La Svizzera sostiene programmi di formazione avanzata nel settore ICT e finanzia progetti di ricerca per sviluppare competenze locali e innovazioni tecnologiche. Questo approccio mira a creare un ecosistema tecnologico autonomo e competitivo.

Pur mantenendo una posizione neutrale, la Svizzera partecipa a collaborazioni internazionali mirate che le permettono di condividere conoscenze e risorse senza compromettere la propria autonomia digitale.

Il governo svizzero sta elaborando regolamenti specifici per proteggere i dati dei cittadini e garantire la sicurezza informatica, definendo standard elevati per le tecnologie utilizzate nel paese.

L’Europa deve seguire un percorso simile a quello svizzero, costruendo un ecosistema digitale resiliente e indipendente. Questo non significa isolarsi, ma creare le condizioni per competere con le grandi potenze tecnologiche e proteggere le infrastrutture critiche da interferenze esterne.

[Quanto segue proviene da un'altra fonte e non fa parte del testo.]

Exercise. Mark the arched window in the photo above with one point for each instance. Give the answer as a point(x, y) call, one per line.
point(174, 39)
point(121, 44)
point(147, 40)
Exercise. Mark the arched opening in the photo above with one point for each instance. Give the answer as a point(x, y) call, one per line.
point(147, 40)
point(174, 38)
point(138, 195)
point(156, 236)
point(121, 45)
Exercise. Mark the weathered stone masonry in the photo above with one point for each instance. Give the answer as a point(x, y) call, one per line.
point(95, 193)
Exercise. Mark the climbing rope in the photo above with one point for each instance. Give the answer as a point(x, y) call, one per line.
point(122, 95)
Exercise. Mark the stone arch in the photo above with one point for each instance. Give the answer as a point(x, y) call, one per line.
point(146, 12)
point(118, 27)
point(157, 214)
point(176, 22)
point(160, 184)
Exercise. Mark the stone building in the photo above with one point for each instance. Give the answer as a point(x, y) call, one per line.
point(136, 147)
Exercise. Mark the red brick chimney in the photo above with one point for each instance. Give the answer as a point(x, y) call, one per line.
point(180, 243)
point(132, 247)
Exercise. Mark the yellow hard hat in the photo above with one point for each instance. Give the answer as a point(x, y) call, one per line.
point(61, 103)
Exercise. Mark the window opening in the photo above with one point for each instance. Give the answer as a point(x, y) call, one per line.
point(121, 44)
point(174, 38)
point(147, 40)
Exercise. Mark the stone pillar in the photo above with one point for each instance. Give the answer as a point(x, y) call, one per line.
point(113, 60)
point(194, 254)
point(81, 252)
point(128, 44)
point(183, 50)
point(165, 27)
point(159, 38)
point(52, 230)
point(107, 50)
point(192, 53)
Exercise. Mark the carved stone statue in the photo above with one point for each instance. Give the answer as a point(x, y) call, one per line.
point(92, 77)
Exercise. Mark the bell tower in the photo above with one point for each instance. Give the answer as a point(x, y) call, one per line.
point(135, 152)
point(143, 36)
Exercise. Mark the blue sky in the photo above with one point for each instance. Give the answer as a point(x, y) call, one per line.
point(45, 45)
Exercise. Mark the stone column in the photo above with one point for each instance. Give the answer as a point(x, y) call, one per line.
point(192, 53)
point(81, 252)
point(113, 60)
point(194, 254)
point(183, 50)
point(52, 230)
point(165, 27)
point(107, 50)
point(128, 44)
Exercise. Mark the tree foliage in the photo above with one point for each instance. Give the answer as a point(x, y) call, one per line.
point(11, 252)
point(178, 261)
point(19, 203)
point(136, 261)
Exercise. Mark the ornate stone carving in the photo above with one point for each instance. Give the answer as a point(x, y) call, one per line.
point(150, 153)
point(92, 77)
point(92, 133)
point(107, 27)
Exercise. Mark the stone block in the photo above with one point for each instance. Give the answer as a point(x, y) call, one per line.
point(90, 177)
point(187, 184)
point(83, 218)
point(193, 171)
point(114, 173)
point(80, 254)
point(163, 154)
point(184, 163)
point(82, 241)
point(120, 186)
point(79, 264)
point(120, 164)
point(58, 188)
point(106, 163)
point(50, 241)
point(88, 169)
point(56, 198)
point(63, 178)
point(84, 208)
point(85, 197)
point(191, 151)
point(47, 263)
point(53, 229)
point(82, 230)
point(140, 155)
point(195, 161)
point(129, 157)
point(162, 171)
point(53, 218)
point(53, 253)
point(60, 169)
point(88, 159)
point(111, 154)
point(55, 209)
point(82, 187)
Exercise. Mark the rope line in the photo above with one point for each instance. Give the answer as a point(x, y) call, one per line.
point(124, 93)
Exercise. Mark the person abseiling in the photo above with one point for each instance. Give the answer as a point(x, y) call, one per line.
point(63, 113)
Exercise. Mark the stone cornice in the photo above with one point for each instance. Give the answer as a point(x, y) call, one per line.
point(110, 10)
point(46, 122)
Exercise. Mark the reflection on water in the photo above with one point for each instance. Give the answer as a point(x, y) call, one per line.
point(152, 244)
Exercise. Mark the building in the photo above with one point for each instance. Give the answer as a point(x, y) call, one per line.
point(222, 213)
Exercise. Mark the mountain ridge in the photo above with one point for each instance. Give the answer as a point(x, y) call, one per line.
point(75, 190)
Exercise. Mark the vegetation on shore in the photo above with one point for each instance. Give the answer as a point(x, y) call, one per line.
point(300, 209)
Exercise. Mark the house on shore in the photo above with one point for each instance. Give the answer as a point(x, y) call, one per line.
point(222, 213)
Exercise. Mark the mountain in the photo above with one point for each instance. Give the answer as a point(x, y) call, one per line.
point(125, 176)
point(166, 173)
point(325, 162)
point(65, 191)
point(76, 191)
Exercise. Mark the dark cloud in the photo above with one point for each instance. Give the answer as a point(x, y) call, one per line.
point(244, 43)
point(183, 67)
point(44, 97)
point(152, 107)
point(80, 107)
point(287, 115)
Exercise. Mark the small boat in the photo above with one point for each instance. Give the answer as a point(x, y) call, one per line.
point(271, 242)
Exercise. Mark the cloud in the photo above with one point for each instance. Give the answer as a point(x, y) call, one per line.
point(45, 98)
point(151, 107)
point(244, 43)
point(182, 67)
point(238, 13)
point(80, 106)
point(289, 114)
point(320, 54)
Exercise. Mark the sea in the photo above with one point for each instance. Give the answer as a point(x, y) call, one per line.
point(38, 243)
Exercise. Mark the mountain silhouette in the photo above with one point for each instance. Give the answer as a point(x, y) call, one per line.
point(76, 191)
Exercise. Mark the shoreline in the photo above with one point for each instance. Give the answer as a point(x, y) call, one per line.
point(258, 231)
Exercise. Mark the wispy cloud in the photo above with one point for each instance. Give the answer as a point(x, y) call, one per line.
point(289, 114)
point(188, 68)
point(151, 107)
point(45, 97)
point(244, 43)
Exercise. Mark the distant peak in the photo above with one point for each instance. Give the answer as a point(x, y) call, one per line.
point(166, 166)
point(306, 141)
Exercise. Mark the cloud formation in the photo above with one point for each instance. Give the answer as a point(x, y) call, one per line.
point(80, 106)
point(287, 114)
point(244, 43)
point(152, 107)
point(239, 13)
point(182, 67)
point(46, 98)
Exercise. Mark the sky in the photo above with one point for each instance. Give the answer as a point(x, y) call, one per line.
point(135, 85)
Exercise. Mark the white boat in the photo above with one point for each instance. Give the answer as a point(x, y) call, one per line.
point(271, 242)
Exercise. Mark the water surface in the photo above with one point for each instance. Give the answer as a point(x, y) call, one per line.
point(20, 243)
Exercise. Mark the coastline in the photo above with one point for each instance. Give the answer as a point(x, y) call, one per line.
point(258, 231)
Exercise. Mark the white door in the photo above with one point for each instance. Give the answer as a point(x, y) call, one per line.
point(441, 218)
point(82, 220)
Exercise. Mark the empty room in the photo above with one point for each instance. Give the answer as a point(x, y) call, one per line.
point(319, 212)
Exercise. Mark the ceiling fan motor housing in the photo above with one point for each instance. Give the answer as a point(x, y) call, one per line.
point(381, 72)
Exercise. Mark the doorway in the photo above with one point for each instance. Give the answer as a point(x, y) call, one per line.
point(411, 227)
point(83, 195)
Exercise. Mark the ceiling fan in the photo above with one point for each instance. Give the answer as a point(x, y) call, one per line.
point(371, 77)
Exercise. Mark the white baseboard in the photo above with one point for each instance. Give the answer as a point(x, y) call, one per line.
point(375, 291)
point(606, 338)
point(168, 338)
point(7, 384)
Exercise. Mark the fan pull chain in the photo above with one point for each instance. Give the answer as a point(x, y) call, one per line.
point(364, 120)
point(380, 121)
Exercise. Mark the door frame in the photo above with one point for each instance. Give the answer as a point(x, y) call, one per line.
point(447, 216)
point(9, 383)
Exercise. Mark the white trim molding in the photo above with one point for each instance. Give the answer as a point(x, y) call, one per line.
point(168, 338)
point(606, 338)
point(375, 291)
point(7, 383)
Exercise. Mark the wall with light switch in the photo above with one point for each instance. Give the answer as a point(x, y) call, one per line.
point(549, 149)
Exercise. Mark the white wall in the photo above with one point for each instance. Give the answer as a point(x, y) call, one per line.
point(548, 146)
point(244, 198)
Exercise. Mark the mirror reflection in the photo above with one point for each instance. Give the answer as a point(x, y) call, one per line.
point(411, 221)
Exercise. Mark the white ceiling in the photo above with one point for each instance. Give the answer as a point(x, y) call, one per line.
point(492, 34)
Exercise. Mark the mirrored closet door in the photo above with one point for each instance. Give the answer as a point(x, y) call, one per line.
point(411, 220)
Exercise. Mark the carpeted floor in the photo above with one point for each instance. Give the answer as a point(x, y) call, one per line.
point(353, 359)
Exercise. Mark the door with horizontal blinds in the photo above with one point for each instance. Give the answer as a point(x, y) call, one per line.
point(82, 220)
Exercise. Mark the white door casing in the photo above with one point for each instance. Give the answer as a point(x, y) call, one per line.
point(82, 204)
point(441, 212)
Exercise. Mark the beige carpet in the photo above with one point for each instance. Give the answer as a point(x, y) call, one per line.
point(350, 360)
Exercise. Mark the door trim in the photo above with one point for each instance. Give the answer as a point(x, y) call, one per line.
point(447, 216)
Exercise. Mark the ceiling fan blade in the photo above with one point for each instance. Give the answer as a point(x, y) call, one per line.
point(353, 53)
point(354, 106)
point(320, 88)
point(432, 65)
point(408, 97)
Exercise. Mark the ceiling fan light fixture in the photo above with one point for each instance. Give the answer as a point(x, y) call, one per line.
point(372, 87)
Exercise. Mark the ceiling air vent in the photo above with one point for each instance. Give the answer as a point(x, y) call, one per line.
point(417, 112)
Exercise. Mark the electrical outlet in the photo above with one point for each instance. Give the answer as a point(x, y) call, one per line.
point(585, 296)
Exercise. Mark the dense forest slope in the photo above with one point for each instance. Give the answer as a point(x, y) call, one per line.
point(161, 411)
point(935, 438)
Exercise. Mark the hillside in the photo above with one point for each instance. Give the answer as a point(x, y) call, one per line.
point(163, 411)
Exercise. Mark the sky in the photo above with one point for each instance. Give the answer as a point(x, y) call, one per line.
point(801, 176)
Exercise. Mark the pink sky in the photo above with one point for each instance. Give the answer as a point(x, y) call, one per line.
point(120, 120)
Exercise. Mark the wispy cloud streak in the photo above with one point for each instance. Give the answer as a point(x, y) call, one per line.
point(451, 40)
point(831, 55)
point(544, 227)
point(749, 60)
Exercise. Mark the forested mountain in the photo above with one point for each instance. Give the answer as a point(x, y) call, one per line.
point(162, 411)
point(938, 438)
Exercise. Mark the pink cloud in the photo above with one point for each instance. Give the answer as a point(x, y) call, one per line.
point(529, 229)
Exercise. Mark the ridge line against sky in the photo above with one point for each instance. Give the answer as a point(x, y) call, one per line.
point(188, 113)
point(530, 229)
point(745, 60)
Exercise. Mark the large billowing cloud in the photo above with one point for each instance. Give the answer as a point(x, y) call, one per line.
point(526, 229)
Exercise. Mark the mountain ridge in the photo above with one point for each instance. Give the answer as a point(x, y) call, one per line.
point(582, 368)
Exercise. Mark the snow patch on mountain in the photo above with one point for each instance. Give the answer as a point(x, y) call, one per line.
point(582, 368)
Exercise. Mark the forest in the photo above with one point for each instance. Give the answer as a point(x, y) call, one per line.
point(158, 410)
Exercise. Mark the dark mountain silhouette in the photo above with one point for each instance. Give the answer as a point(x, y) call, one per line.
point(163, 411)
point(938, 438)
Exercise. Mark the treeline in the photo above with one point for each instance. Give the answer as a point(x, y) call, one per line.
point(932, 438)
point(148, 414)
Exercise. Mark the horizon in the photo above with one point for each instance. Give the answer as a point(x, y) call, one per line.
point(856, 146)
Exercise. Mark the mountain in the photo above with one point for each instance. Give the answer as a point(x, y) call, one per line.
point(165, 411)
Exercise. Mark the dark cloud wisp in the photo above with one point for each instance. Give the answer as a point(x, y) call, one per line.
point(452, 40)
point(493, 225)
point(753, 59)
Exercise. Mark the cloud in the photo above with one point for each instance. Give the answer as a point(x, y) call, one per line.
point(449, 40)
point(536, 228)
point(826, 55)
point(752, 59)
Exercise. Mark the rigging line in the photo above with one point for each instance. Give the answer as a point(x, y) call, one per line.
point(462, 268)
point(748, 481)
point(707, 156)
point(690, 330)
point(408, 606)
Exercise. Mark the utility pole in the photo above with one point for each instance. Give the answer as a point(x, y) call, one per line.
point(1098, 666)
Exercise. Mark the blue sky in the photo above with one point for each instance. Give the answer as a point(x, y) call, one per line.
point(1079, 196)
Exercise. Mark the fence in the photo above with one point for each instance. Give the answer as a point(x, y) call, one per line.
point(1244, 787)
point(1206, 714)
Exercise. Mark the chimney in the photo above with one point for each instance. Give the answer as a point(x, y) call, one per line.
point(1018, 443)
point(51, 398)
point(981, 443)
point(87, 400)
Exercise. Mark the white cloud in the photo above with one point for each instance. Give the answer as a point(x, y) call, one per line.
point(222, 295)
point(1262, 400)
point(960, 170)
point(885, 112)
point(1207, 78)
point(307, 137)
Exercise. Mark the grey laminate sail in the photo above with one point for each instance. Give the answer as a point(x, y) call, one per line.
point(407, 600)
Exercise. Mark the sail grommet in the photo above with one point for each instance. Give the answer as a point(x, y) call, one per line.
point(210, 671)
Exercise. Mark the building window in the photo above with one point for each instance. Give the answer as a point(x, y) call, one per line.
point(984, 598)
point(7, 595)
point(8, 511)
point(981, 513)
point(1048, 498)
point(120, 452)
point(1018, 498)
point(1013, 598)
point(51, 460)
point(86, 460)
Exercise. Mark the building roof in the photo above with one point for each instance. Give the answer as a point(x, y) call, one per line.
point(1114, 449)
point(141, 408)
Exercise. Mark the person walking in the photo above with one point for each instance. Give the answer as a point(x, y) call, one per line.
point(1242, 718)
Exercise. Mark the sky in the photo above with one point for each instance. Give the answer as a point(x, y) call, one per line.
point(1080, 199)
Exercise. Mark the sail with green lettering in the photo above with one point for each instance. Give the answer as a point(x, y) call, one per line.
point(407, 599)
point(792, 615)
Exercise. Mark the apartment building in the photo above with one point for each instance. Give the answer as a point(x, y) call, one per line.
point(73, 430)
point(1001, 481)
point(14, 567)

Con investimenti mirati, politiche efficaci e una maggiore collaborazione tra pubblico e privato, la sovranità tecnologica può diventare una realtà concreta e vantaggiosa per tutti.

L’adozione del software open source in Italia ha registrato progressi significativi negli ultimi anni, sia nel settore pubblico sia in quello privato.

Al contempo misurare e comprendere gli impatti dei sistemi di intelligenza artificiale è un requisito democratico fondamentale (Vd. L. Torchia, “Orizzonti”: gli Editoriali dell’OSD Numero 3 – Giugno 2024 – Regolazione e innovazione nel mondo digitale: un equilibrio dinamico). In tutto il mondo, governi e organismi internazionali stanno riconoscendo la necessità di nuove norme e nuovi approcci per attenuare i danni e migliorare le soluzioni attuali (Vd. B. Carotti, “Orizzonti”: gli Editoriali dell’OSD – Numero 6, Ottobre 2024 – Dallo schermo alle politiche digitali). Allo stesso tempo, chi è al di fuori del settore è spesso impreparato a valutare se le azioni di uno sviluppatore di IA siano coerenti con i principi dichiarati.

Al riguardo un Progetto di Chatham House in collaborazione con Google e Omidyar Network mira a promuovere un vivace dibattito pubblico su cosa sia l’intelligenza artificiale responsabile nella pratica, sui suoi rischi e benefici per il nostro spazio informativo comune, nonché di fornire una piattaforma consultiva multi-stakeholder per informare il suo sviluppo (Vd. A. Palladino, Platform economy, il Report di Chatam House rivela cinque modelli di Internet sovereignty).